1. A Welcome Change of Narrative
Well this rather cocks the hat at a jaunty angle, in response to all those harbingers of doom, gloom and mockery.
Admittedly in the grand scheme of things it is unlikely to make too much difference, for our CL campaign has “Dreadfully sorry, but it’s 3rd place and Europa” etched all over it, but nevertheless. For a spineless, gutless mob incapable of seeing out games, there was a decent slab of spine and gut about the manner in which we clawed this back, particularly so late on in proceedings, and with our margin of error amounting to precisely the square of zero.
All the pre-match bubble and hype was about the need to win at all costs, eradicate mistakes and all that cheery guff – so naturally, this being Spurs, we were one down within a minute.
Not that there was too much in the way of sackcloth and ashes at AANP Towers when that opener landed, for the motto around these parts is that it’s vastly preferable to concede in the first minute than last. Plenty more time to adjust one’s settings, don’t you know?
And thereafter we tore away at PSV like a team of rabid cats feeling particularly irate about their lot. Chances came and went so frequently I wanted to set my watch by them, and the PSV goalkeeper, a chap who appeared at first glance designed for chopping trees and lugging oxen, spent the first 80 minutes thrusting a well-timed mitt at just about everything we threw at him.
It’s worth hammering away the point that, given all of the above, this was tailor-made for a night of ignominy. Instead, we played well throughout, just about kept our discipline and found a way to snatch victory from defeat. One hopes that such stirring sentiments and rousing performances are adopted by our lot every time they set foot on greenery from here on in.
It was one of those nights on which it doesn’t quite seem the square thing to go singling out such-and-such a chap for his efforts, because just about everyone involved worked up a pretty honest sweat for the cause, and with the exceptions of Davies and Son I thought they just about all delivered a meaty thrust too.
But in those irksome first half minutes in which we just couldn’t quite connect the dots, it warmed the heart no end to see Lucas get his head down and set off on a series of mazy dribbles that involved beating every PSV player in sight and haring straight into the middle of their area.
In the land of neat but often sideways passing and probing, the dribbler is king, and Lucas’ contributions to the cause seemed to get the watching hordes on their feet and give everyone a handy shot of adrenaline.
The murmur for Gazzaniga to be elevated at least one rung up the goalkeeping ladder has gathered momentum in a gentle, underground sort of manner over recent weeks, and to his credit the young bean didn’t disappoint when handed his chance.

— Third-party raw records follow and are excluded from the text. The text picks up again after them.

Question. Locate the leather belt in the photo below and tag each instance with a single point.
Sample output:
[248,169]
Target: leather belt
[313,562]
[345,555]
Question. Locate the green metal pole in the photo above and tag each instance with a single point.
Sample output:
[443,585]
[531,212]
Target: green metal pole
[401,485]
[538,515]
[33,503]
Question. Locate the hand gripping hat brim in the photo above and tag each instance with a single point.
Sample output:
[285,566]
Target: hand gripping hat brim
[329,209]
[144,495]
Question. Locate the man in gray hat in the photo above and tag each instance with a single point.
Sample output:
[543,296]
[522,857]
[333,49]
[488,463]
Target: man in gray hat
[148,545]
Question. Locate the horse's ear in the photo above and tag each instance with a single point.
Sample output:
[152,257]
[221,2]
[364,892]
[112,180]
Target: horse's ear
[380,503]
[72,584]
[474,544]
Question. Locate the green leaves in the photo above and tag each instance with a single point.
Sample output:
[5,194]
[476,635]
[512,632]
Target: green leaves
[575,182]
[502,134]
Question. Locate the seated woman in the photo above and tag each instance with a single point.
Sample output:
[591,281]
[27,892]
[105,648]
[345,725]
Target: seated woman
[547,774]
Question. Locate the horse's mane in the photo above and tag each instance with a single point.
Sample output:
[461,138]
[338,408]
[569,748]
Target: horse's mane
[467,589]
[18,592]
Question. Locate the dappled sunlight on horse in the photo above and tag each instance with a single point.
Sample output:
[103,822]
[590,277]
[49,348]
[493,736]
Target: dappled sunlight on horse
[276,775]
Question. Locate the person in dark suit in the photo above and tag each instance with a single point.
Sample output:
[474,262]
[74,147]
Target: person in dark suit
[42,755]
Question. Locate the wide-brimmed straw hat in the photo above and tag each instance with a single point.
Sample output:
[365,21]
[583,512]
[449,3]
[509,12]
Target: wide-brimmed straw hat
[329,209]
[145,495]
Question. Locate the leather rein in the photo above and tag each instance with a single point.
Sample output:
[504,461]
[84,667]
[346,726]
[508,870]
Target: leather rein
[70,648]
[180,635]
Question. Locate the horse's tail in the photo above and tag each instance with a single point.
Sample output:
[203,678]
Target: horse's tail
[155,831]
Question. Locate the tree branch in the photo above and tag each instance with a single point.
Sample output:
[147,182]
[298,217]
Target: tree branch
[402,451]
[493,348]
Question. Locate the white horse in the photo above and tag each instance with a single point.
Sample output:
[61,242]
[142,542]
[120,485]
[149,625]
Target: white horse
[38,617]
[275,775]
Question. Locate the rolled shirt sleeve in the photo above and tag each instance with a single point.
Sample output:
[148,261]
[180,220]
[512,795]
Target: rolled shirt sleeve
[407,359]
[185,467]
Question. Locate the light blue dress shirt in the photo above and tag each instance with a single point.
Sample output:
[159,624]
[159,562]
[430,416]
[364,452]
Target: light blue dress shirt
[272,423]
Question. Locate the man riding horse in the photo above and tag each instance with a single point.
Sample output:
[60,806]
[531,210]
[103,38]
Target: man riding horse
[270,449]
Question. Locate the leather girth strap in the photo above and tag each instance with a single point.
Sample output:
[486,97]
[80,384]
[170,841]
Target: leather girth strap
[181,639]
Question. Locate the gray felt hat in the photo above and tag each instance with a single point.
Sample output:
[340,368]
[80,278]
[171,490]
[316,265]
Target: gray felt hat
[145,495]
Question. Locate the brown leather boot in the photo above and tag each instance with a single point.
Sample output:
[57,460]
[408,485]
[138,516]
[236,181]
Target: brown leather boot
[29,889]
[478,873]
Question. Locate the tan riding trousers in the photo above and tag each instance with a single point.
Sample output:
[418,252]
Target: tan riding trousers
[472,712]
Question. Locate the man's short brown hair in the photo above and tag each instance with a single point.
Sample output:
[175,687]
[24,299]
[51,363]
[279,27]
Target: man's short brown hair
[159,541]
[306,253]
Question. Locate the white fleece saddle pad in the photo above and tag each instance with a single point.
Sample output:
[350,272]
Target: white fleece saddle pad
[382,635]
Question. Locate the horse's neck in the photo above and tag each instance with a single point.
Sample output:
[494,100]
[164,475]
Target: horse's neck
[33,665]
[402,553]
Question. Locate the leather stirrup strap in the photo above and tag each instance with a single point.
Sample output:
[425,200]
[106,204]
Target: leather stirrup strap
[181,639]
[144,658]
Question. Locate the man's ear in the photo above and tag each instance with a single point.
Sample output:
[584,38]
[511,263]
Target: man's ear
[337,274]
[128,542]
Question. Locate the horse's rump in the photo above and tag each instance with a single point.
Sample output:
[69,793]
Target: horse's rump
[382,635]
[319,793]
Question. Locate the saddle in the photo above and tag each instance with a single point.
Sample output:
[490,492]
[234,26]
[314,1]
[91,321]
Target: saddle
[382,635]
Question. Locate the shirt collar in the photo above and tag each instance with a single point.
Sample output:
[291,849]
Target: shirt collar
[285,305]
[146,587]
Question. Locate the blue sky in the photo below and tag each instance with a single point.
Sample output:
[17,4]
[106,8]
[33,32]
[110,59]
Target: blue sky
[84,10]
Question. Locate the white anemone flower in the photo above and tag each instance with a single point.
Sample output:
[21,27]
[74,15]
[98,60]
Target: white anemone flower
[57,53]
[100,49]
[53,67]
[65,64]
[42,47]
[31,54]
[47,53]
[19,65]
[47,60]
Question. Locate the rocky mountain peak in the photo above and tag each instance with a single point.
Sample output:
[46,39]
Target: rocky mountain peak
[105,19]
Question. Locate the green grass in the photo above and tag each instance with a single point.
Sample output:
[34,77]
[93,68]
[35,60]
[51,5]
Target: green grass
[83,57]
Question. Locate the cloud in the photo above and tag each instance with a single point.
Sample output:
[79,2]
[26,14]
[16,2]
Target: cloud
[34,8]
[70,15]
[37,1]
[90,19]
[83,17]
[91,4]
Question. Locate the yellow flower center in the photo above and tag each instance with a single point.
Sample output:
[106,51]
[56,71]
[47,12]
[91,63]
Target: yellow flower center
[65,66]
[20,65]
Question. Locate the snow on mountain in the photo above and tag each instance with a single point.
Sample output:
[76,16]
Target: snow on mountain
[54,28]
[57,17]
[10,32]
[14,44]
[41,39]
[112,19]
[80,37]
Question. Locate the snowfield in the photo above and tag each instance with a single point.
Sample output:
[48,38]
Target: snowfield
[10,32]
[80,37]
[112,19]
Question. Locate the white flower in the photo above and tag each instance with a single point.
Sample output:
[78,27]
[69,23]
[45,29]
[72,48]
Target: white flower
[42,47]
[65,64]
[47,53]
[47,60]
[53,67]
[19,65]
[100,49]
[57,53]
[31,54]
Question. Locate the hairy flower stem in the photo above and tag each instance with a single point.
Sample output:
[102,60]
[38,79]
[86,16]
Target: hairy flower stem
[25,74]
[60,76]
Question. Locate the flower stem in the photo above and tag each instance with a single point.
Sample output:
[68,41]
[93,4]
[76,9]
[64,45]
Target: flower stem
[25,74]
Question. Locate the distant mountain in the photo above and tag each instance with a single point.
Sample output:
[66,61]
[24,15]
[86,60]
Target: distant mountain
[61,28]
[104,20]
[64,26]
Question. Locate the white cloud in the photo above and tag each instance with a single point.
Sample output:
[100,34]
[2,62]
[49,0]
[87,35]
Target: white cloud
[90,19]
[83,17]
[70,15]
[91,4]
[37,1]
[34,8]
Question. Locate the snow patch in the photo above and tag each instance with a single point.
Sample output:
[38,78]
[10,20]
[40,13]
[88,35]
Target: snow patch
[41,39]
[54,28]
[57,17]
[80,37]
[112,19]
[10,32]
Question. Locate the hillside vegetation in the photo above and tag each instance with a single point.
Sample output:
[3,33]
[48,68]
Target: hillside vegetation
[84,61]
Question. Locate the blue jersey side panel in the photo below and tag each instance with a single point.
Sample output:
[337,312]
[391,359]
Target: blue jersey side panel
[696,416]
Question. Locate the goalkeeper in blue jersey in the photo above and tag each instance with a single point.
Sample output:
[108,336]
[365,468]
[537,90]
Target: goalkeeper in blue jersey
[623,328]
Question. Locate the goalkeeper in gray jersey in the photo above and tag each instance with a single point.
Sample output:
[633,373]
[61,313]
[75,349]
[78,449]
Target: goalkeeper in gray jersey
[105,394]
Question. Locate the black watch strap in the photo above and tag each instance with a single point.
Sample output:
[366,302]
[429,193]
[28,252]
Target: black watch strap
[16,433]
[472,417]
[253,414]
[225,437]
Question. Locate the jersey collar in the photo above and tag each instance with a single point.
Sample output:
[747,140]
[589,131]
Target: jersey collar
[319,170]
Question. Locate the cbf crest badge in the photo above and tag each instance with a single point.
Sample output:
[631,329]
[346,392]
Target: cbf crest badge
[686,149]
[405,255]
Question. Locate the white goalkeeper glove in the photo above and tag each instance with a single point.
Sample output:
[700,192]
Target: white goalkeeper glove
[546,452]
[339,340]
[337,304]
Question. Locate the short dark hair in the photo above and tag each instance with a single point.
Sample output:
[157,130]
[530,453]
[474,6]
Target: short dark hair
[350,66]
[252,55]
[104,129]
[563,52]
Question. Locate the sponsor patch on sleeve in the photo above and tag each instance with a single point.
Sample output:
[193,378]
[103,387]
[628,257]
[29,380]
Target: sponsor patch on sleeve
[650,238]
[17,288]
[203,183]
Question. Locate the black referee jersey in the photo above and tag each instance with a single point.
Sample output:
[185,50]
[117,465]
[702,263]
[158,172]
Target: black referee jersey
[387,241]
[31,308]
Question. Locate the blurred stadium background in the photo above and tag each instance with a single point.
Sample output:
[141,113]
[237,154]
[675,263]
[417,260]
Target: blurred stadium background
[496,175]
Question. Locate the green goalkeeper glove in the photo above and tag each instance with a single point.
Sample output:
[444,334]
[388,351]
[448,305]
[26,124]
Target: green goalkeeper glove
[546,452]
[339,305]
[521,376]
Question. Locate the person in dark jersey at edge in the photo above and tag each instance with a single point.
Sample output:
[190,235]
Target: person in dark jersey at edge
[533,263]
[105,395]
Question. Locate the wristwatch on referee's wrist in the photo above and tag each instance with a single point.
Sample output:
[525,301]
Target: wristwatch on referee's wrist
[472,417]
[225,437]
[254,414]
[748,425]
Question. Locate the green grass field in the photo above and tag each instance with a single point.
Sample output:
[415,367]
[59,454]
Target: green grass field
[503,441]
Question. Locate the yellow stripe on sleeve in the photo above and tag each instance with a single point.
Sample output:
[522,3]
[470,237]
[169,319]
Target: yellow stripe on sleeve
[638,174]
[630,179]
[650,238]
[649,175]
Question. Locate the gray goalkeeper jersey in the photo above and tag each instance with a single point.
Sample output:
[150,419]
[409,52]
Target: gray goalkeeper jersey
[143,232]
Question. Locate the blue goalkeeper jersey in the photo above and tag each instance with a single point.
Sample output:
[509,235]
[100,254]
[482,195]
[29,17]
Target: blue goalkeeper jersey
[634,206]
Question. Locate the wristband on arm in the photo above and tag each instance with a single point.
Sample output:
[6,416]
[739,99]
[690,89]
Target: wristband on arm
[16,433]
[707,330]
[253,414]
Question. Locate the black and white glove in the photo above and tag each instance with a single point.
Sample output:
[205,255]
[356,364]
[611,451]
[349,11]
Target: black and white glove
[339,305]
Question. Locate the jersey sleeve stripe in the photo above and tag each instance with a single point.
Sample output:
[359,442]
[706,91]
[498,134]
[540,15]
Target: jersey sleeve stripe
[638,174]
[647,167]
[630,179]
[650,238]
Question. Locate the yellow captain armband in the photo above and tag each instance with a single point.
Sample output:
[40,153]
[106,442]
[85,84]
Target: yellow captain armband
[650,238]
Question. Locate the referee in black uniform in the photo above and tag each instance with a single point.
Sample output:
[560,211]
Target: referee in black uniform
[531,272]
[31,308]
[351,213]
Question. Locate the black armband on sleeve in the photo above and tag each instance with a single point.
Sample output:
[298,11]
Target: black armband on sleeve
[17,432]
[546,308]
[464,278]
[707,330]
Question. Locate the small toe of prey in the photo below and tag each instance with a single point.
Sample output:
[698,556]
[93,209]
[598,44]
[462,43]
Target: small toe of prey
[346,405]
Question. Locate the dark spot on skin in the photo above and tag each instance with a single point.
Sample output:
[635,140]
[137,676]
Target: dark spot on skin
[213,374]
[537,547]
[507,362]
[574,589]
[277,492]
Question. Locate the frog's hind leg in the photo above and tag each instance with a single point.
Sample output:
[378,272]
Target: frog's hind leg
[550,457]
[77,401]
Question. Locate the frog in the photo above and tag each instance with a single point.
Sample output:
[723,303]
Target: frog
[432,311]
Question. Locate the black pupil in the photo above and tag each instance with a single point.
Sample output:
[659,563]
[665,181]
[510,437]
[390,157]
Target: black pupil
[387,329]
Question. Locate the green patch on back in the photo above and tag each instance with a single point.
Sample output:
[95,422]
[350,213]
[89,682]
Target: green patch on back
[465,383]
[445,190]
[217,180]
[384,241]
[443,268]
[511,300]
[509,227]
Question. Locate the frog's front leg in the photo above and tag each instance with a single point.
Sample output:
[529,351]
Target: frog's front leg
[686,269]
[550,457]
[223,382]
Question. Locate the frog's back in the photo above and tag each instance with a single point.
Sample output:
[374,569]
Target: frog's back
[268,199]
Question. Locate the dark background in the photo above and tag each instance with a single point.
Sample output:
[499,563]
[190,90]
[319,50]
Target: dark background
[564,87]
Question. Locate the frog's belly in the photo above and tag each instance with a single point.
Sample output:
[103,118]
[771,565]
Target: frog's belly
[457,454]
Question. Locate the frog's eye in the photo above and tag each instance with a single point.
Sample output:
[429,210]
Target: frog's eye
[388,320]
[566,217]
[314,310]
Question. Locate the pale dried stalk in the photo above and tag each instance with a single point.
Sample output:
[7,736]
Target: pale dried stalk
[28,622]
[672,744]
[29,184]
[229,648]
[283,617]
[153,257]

The Cruyff turn seemed wildly unnecessary, and there was one errant pass, but that aside his distribution was sensible and his shot-stopping accurate. One in particular, when we were caught on the hop at 1-1, was notable for having been struck like an exocet missile by the looming PSV bod. Gazzaniga, evidently, has reflexes like a cat and wrists like hardened cement for he managed to paw it northwards in what is technically known as a Blur Of Motion.
Not much he could have done about the goal. All told, this chap keeps the pulse of the onlooker a darned sight steadier than Michel Vorm, so it appears that the pecking order might have been permanently altered.
By and large there’s nothing but praise for Our Glorious Leader in these parts; except, of course, for when I’m criticising him. And that tends usually to happen when a mid-game change is needed to right a few wrongs.
On this occasion, admittedly, the hooking of Moura, who, as mentioned, had been running pretty rings around PSV – while Sonny laboured to effect but one ring all game – seemed a rummy move. Perhaps fatigue and fitness was the decisive factor in this thinking?
More of a game-changer however, was the addition of Llorente into the mix. Rocket science it admittedly was not, for lilywhite crosses were already raining in, so why not throw in the lumbering giant? But these things are best judged on hindsight, and for his immaculate cushioned lay-off to Kane for the equaliser, Llorente justified his selection, and Pochettino earned a small gold star.
Elsewhere, Winks was excellent; the Eriksen belly appeared brimful with fire; and Dele’s return continues to add a frisson of excitement (even if his tendency to hog the ball continues); but all told this was a triumph for the whole bally mob.